Within six months of launching, the company was included a National Geographic magazine cover story, helping to skyrocket its scale and scope.
Critics
Critics of this public-benefit-corporation business model have said the food is being diverted from food banks and encroaching on the sales of small community farmers.
Food insecurity in the U.S. has hovered in the 11-13% range the last several years, meaning about one in eight people, or 40 million, live in households with limited access to adequate food during the year due to lack of money and other resources, according to the U.S. Department of Agriculture’s Economic Research Service and Feeding America, a nonprofit group.
But Simon said the company is not buying and selling food that would have otherwise gone to food banks.
“We’re committed to making sure that our mission to reduce food waste never gets in the way of our food bank partners’ ability to recover food for people in need,” Simon said.
According to food-waste research group ReFED, even after the food goes to processors, food banks and fresh markets, there’s still 20 billion pounds wasted every year.
“The fact is, most of this produce doesn’t have a good market to go to,” Simon said. “Given how much is being wasted, there is plenty of produce to be recovered by both food banks and Imperfect, and we’re glad to also be a much-deserved revenue stream for growers who work hard to grow this food,” Simon said.
Imperfect also serves as a pipeline to get more produce from farms to food banks and has donated more than 2.2 million pounds of produce to more than 91 nonprofit partners and food banks.
Addressing this issue in another way since its launch, Imperfect Produce has offered Reduced Cost Boxes at a 33% lower price for people who meet the income qualifications of the U.S. government’s Supplemental Nutrition Assistance Program.

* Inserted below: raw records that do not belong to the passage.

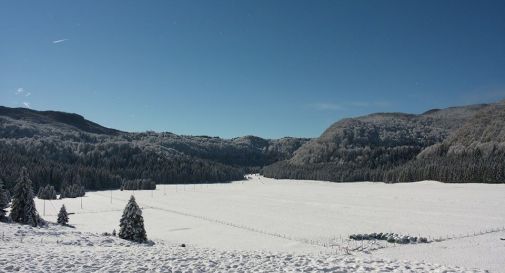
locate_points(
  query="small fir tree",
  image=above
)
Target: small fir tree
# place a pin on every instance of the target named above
(4, 202)
(132, 223)
(63, 216)
(23, 207)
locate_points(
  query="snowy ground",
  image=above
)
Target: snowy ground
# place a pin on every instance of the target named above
(311, 219)
(59, 249)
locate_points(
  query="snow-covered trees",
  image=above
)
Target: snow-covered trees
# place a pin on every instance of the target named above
(63, 216)
(139, 184)
(4, 201)
(23, 207)
(132, 223)
(48, 192)
(72, 191)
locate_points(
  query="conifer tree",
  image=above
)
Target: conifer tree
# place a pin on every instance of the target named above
(23, 207)
(63, 216)
(4, 201)
(132, 223)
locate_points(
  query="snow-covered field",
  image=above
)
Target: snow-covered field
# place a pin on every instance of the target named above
(279, 225)
(58, 249)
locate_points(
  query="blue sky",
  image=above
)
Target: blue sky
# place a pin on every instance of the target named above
(233, 68)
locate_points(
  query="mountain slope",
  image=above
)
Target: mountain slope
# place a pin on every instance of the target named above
(377, 146)
(63, 149)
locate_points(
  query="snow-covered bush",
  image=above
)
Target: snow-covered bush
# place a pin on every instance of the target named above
(389, 237)
(138, 184)
(4, 202)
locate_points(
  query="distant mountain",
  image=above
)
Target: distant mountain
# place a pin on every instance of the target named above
(62, 149)
(396, 147)
(56, 119)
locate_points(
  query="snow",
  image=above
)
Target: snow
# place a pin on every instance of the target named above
(60, 249)
(242, 222)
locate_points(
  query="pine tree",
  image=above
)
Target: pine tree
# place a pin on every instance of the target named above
(132, 223)
(4, 201)
(23, 207)
(63, 216)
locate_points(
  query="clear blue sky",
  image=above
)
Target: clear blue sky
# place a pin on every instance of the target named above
(233, 68)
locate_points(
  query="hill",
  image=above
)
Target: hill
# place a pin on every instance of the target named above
(397, 147)
(62, 149)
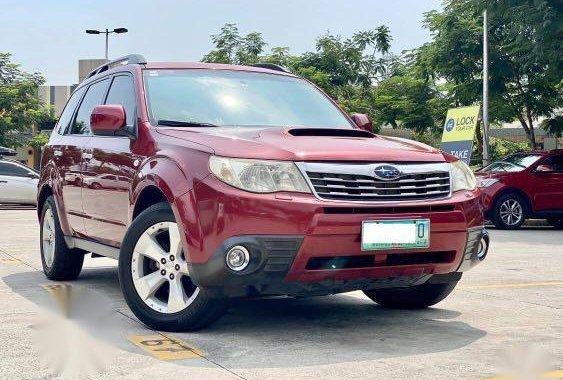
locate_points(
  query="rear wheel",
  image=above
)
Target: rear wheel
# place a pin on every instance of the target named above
(509, 212)
(415, 297)
(59, 262)
(557, 223)
(155, 277)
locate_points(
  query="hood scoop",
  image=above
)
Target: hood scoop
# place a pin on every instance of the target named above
(331, 132)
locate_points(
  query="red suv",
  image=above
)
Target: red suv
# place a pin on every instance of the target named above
(524, 185)
(216, 181)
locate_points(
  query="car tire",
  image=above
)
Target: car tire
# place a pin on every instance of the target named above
(59, 262)
(557, 223)
(415, 297)
(509, 212)
(145, 276)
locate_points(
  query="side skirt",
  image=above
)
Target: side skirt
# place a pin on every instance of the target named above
(97, 249)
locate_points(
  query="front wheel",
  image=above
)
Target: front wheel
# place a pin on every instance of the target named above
(59, 262)
(509, 212)
(155, 277)
(415, 297)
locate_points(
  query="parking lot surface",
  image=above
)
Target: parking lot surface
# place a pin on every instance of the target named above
(505, 316)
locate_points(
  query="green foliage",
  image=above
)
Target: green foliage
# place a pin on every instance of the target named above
(404, 101)
(525, 61)
(39, 140)
(232, 48)
(415, 90)
(554, 125)
(20, 107)
(346, 69)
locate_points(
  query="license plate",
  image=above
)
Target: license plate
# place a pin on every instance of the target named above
(395, 234)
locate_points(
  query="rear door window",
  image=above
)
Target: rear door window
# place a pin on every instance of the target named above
(94, 97)
(122, 92)
(14, 170)
(66, 116)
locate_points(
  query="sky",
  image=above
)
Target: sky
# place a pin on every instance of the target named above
(48, 36)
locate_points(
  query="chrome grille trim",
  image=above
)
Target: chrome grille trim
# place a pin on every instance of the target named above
(357, 183)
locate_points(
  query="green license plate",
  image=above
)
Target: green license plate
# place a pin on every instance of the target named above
(395, 234)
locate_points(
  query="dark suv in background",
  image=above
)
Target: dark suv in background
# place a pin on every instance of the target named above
(209, 182)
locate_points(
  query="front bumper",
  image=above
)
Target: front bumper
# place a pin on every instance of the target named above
(300, 245)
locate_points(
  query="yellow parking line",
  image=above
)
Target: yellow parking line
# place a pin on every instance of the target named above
(166, 347)
(516, 285)
(543, 376)
(8, 260)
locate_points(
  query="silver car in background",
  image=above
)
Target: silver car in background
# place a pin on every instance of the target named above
(18, 183)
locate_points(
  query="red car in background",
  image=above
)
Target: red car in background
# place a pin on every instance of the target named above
(522, 186)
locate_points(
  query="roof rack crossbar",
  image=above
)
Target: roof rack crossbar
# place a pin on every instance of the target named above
(272, 66)
(127, 60)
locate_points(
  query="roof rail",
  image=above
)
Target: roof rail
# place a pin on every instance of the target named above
(126, 60)
(272, 66)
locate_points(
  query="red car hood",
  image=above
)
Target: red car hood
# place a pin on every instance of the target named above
(306, 144)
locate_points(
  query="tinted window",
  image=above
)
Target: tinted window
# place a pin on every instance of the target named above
(122, 92)
(11, 169)
(556, 163)
(238, 98)
(66, 116)
(515, 163)
(94, 97)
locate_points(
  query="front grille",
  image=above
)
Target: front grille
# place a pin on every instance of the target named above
(373, 261)
(360, 187)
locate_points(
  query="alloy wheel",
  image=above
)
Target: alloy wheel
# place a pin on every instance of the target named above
(48, 237)
(511, 212)
(160, 271)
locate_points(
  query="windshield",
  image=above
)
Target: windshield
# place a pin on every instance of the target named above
(514, 163)
(198, 97)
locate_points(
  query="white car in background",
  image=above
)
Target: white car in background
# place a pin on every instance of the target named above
(18, 183)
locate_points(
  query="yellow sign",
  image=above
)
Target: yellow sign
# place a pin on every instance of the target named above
(461, 123)
(166, 347)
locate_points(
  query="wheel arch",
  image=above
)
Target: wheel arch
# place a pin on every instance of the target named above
(514, 190)
(42, 196)
(149, 196)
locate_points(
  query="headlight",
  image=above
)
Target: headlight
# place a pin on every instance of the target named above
(259, 176)
(462, 177)
(486, 182)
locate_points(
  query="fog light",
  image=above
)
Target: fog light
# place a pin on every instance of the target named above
(483, 247)
(237, 258)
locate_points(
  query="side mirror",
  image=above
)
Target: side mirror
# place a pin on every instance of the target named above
(362, 121)
(544, 169)
(107, 119)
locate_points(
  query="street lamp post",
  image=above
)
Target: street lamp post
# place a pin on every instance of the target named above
(107, 32)
(486, 157)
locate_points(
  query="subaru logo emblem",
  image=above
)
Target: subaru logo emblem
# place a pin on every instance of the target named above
(387, 172)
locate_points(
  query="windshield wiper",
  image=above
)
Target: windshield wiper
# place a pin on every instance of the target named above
(176, 123)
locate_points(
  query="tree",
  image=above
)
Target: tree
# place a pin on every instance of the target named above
(408, 102)
(20, 107)
(232, 48)
(525, 65)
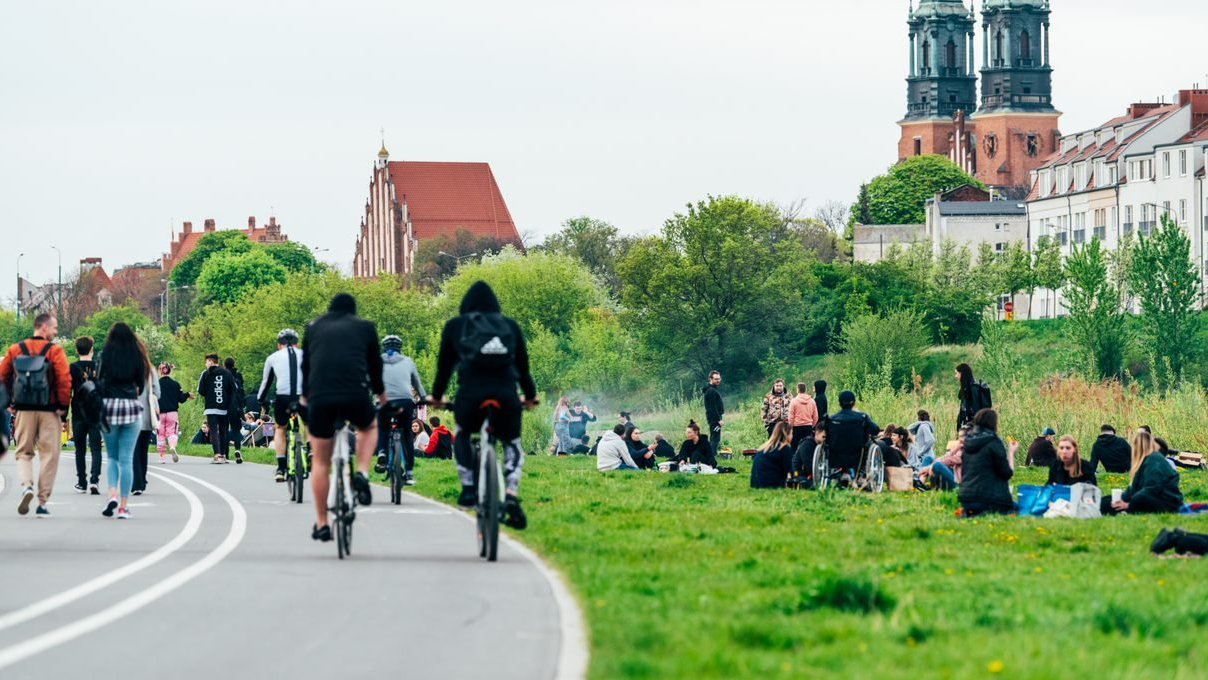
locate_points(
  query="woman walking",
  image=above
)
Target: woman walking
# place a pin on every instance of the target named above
(123, 371)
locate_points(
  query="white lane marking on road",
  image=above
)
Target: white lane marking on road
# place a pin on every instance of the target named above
(573, 652)
(196, 512)
(104, 617)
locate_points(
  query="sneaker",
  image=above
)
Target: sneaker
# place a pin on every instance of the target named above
(27, 498)
(514, 515)
(361, 486)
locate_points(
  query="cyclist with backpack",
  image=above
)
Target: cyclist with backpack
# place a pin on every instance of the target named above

More than 10,000 low-income customers nationwide are signed up for the reduced-cost box program, according to the website, with Imperfect contributing close to $2 million in 2019 to subsidize these additional discounts.
“We passionately believe that nobody should be priced out of good food,” Simon said.
Expanding deep and wide
As Imperfect Produce penetrates more markets, more growers are joining up.

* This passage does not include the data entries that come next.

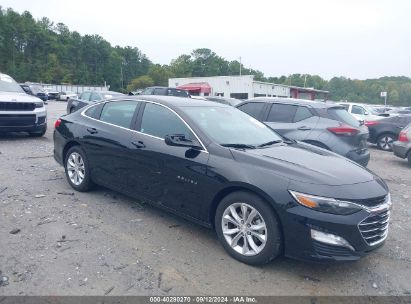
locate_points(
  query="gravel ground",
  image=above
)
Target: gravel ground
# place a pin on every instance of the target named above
(104, 243)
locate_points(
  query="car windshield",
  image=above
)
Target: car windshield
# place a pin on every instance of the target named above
(230, 126)
(7, 84)
(342, 115)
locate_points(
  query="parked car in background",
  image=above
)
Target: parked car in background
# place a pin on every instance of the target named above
(216, 165)
(65, 96)
(224, 100)
(51, 94)
(402, 147)
(20, 111)
(361, 112)
(384, 132)
(164, 91)
(89, 97)
(35, 90)
(325, 125)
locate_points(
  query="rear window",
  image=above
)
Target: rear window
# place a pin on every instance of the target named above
(342, 115)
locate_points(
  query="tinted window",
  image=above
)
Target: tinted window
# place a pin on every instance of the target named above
(252, 108)
(147, 91)
(159, 91)
(358, 110)
(96, 97)
(85, 96)
(282, 113)
(302, 113)
(159, 121)
(119, 113)
(342, 115)
(93, 112)
(228, 125)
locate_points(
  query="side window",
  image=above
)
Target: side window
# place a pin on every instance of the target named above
(96, 97)
(119, 113)
(94, 112)
(85, 96)
(148, 91)
(282, 113)
(159, 121)
(302, 113)
(252, 108)
(159, 91)
(357, 110)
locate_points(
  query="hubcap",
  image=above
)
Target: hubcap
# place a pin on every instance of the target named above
(386, 142)
(244, 229)
(75, 168)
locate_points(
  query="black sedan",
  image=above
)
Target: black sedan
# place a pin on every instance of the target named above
(213, 164)
(88, 97)
(384, 132)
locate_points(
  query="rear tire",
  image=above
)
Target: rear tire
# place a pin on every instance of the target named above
(385, 141)
(248, 228)
(38, 134)
(77, 169)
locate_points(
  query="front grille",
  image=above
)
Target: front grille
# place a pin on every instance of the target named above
(330, 250)
(374, 229)
(371, 202)
(16, 106)
(16, 120)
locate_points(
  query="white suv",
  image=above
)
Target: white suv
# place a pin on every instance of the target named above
(20, 111)
(361, 111)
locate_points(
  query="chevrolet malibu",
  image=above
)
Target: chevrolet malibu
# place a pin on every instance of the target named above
(211, 163)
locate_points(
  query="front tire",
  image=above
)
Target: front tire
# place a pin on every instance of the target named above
(77, 169)
(385, 141)
(248, 228)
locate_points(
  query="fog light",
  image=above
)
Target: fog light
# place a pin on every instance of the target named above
(329, 238)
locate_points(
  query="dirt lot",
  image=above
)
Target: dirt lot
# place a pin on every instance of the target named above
(102, 242)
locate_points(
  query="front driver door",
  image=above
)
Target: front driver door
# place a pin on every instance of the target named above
(167, 175)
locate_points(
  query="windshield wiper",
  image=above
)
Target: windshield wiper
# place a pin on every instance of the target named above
(269, 143)
(239, 146)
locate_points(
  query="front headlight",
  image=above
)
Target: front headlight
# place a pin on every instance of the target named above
(39, 104)
(324, 204)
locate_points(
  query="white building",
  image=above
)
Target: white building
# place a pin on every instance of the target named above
(241, 87)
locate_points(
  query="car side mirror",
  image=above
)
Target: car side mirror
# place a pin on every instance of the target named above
(180, 140)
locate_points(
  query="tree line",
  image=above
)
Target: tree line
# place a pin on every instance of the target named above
(41, 51)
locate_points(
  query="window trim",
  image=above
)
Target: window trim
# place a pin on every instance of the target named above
(137, 118)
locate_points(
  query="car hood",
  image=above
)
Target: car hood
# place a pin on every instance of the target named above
(17, 97)
(306, 163)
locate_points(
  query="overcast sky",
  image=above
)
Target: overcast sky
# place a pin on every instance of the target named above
(353, 38)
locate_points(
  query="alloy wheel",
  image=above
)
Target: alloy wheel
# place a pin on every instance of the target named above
(75, 168)
(244, 229)
(385, 142)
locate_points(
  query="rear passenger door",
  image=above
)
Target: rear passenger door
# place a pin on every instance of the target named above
(292, 121)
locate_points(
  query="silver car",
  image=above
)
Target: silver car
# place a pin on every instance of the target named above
(325, 125)
(20, 111)
(402, 147)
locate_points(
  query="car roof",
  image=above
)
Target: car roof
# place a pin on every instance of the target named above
(173, 101)
(294, 101)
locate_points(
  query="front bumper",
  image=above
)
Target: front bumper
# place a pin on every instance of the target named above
(27, 121)
(361, 156)
(401, 149)
(364, 231)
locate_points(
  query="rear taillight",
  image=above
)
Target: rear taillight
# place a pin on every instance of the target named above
(371, 123)
(403, 137)
(344, 130)
(57, 123)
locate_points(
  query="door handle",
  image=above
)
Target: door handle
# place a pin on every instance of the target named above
(92, 130)
(138, 144)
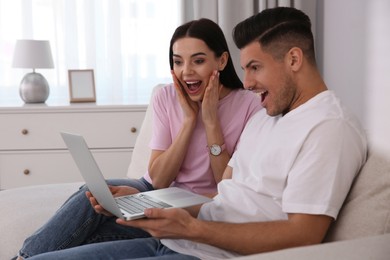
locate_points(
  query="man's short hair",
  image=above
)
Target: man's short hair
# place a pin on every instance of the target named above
(277, 30)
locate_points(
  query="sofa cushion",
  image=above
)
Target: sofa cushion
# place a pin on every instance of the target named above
(366, 210)
(25, 209)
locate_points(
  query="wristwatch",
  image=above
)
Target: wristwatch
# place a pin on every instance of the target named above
(216, 149)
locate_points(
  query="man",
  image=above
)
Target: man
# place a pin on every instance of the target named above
(292, 170)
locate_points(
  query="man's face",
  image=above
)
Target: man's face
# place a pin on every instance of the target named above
(269, 78)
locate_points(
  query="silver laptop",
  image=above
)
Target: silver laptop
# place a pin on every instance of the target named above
(126, 207)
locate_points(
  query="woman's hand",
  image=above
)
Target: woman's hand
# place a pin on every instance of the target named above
(190, 108)
(211, 99)
(116, 191)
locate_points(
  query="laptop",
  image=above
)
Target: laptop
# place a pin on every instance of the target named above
(126, 207)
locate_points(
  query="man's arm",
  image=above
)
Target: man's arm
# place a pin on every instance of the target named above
(243, 238)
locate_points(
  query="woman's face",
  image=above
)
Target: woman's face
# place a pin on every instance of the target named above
(193, 64)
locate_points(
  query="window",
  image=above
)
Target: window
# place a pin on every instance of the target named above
(125, 42)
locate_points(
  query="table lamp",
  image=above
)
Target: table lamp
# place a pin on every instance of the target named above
(33, 54)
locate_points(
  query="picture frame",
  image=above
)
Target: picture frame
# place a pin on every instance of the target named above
(82, 85)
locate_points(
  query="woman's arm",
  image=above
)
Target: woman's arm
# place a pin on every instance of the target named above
(214, 133)
(165, 165)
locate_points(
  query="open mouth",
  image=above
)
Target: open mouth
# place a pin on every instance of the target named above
(193, 86)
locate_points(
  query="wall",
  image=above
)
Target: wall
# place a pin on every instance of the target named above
(354, 57)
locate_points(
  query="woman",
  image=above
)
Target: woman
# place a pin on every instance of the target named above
(197, 123)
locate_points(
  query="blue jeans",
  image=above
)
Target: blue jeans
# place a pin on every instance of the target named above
(142, 248)
(76, 223)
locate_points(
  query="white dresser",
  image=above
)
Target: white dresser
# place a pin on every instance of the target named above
(33, 152)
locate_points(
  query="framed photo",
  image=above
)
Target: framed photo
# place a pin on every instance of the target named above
(82, 86)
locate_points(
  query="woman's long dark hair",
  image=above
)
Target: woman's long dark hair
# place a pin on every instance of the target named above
(209, 32)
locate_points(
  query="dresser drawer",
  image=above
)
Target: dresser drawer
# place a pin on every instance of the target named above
(42, 130)
(45, 167)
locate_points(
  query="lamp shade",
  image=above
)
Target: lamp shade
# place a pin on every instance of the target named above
(32, 54)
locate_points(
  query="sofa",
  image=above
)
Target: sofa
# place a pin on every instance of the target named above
(362, 230)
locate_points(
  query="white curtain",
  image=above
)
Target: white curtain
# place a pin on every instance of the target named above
(227, 13)
(125, 41)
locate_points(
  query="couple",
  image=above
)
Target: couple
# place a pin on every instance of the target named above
(288, 177)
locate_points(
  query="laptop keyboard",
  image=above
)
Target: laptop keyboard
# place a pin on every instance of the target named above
(137, 204)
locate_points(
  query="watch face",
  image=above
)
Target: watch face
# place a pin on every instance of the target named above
(215, 149)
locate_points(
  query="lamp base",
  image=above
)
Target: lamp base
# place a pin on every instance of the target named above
(34, 88)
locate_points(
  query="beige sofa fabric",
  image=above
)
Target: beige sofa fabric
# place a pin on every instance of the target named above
(366, 211)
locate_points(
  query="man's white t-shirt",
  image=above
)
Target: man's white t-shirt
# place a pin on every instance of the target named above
(302, 162)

The company is working with about 50 farmers in along the East Coast, from North Carolina to New Jersey, for a total of 250 growers nationwide, Simon said.

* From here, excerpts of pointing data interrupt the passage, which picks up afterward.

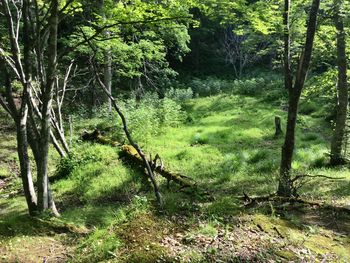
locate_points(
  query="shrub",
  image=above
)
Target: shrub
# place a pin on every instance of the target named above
(170, 113)
(249, 87)
(209, 86)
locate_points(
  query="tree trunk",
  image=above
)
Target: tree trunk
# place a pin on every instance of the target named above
(108, 76)
(285, 187)
(278, 126)
(342, 90)
(45, 200)
(22, 149)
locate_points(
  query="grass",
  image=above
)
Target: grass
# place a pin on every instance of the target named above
(226, 143)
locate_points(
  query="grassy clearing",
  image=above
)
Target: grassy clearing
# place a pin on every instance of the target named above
(227, 144)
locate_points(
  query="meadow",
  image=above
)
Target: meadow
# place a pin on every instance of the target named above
(226, 144)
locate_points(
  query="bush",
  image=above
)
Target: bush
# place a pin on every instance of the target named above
(79, 157)
(209, 86)
(249, 87)
(170, 113)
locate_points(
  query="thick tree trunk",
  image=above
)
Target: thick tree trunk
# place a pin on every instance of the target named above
(285, 187)
(342, 95)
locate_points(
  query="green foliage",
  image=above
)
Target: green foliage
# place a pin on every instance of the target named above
(209, 86)
(179, 95)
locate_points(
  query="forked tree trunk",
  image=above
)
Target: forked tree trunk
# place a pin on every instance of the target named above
(45, 200)
(22, 149)
(285, 187)
(342, 89)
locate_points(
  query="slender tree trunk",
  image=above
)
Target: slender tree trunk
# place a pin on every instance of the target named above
(285, 187)
(45, 199)
(108, 76)
(22, 149)
(288, 80)
(342, 90)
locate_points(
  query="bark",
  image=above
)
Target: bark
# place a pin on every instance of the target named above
(45, 200)
(285, 186)
(108, 76)
(278, 127)
(22, 149)
(342, 90)
(288, 80)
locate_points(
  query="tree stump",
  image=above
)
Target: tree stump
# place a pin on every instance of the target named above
(278, 128)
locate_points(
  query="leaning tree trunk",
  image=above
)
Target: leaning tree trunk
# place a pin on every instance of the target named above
(342, 90)
(285, 187)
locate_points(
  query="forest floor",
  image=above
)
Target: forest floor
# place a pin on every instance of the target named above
(227, 145)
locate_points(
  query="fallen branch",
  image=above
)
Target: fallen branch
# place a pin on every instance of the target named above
(251, 201)
(302, 176)
(132, 155)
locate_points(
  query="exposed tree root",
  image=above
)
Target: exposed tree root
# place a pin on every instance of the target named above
(252, 201)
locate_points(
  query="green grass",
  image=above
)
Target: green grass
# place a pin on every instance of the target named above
(227, 147)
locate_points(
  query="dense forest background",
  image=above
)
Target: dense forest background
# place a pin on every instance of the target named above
(174, 131)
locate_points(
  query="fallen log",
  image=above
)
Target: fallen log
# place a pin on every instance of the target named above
(131, 155)
(96, 136)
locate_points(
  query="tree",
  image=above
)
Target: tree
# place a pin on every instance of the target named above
(30, 57)
(285, 187)
(342, 88)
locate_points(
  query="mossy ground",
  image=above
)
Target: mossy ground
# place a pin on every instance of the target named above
(227, 145)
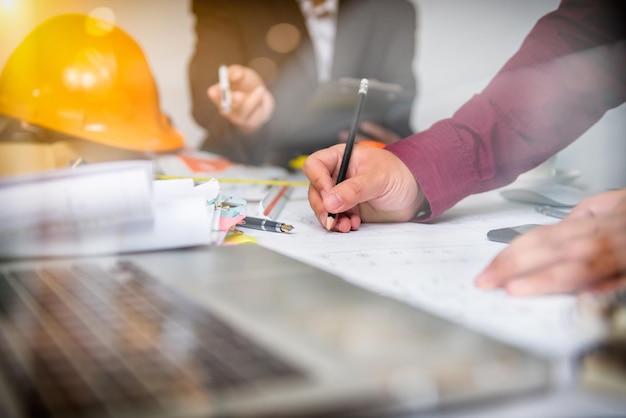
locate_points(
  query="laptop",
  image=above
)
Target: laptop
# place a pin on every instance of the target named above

He’s sourcing Mid-Atlantic and Northeastern produce, such as organic, hydroponic lettuce from Stevensburg, Va.-based Fresh2o Growers, broccoli and zucchini from Oak Grove, Va.-based Parker Farms, lettuce and squash from Cedarville, N.J.-based Nardelli Bros. Inc., and asparagus and broccoli from Vineland, N.J.-based Dandrea Produce LLC.
Since December 2017, Imperfect Produce has increased its staff by 200%, paying 60-70% above minimum wage for hourly roles and providing each employee with stock options as an equal opportunity employer with a dedicated internal program for upward mobility, he said.
Imperfect Produce offers about 60 kinds of produce, half of which is organic.
Meanwhile, competitors keep cropping up, such as Thrive Market, Healthy Surprise, Full Harvest, Misfit Market and LoveWithFood.
So Imperfect Produce is honing its competitive edge by offering box customization, as well as increasingly more choices.
The inventory is diversifying into shelf-stable groceries, undervalued, overlooked foods such as not-quite-tricolor quinoa from a sustainable Peruvian grower.
Soon, Simon sees the company getting into other perishables, such as dairy, eggs and meat. Before long, Imperfect Produce may whip up prepared meals made with recovered food, he said.